Allowing the fast-starting masters marvel Sally Gibbs take the early pace, Kemp assumed control of the race at the Auckland Harbour Bridge and did not relinquish her advantage for the remainder of the race.
Rounding the turn at St Heliers holding a significant advantage she was confident of victory.
“I was feeling strong, I was with a good bunch of blokes I knew could work off and I thought, I'm pretty sure I could keep up this pace,” she recalls.
“It was absolutely my career highlight and to win that national title felt pretty good.”
Katie also says she has an additional motivation. As one of ten people in the ASB Run Down Your Rate initiative she knew every minute counted to push down her mortgage rate. Running 2:42 enabled the Kemps to secure a two-year fixed mortgage rate of 2.42 per cent on their four-bedroom home in Khandallah.

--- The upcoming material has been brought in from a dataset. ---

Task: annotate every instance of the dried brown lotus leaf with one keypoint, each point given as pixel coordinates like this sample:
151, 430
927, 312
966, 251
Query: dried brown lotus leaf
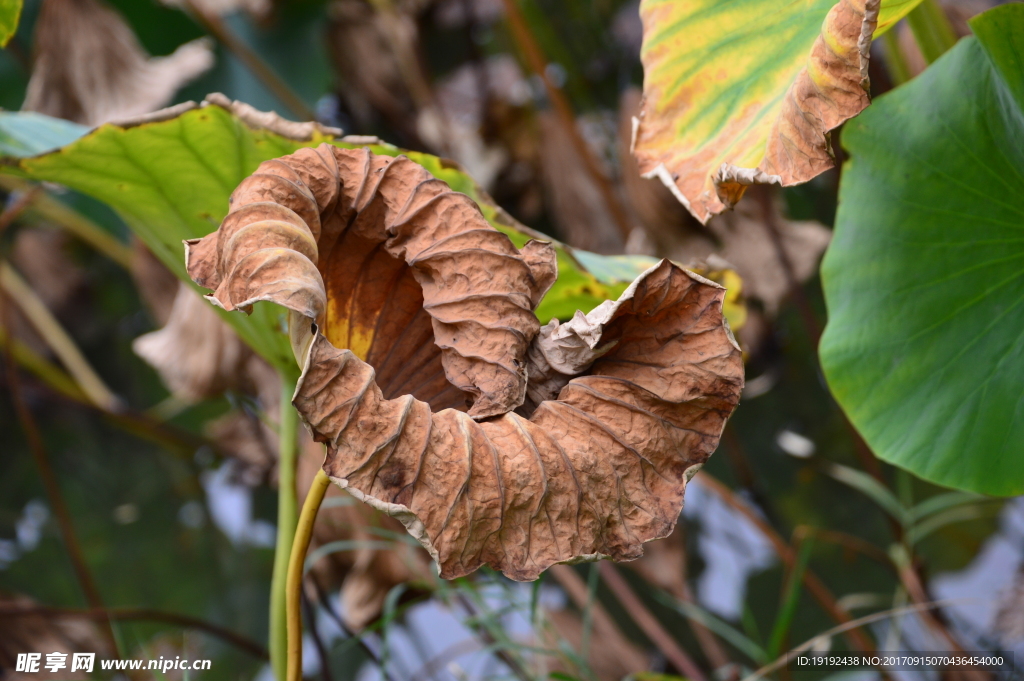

“It definitely makes a difference to us,” she says of secure the fantastic mortgage deal. “I couldn’t believe it when I first heard ASB were running the initiative and I said to my husband, ‘yes, I'll enter that.’ It is a cool competition but what was really good is ASB also selected a family to pay the same mortgage rate. I met that family - whose third child needs a liver transplant – after the race, which was great. It is like the gift that keeps on giving.”
The Wellington Scottish athlete plans to next target the Wellington Half-Marathon in February before having a crack at high-quality Gold Coast Marathon next July in an effort to further trim her PB.
Yet she accepts that at the age of 39 and as a mum-of-three none of this would be possible without the support of husband, Jimmy.
“He's been amazing,” she adds. “He'll be the one up on a Saturday morning making the kids breakfast. He really embraces my running and that makes a big difference. He'll help with the extra school drop off, so I can get the extra hour recovery and he will put up with me going to bed at 8.30 or 9pm.”
So why does she love running so much?
“It completely frees my mind and helps me switch off,” she says. “When I am out running in the fresh air I can solve any problem. It is like a form of medication.”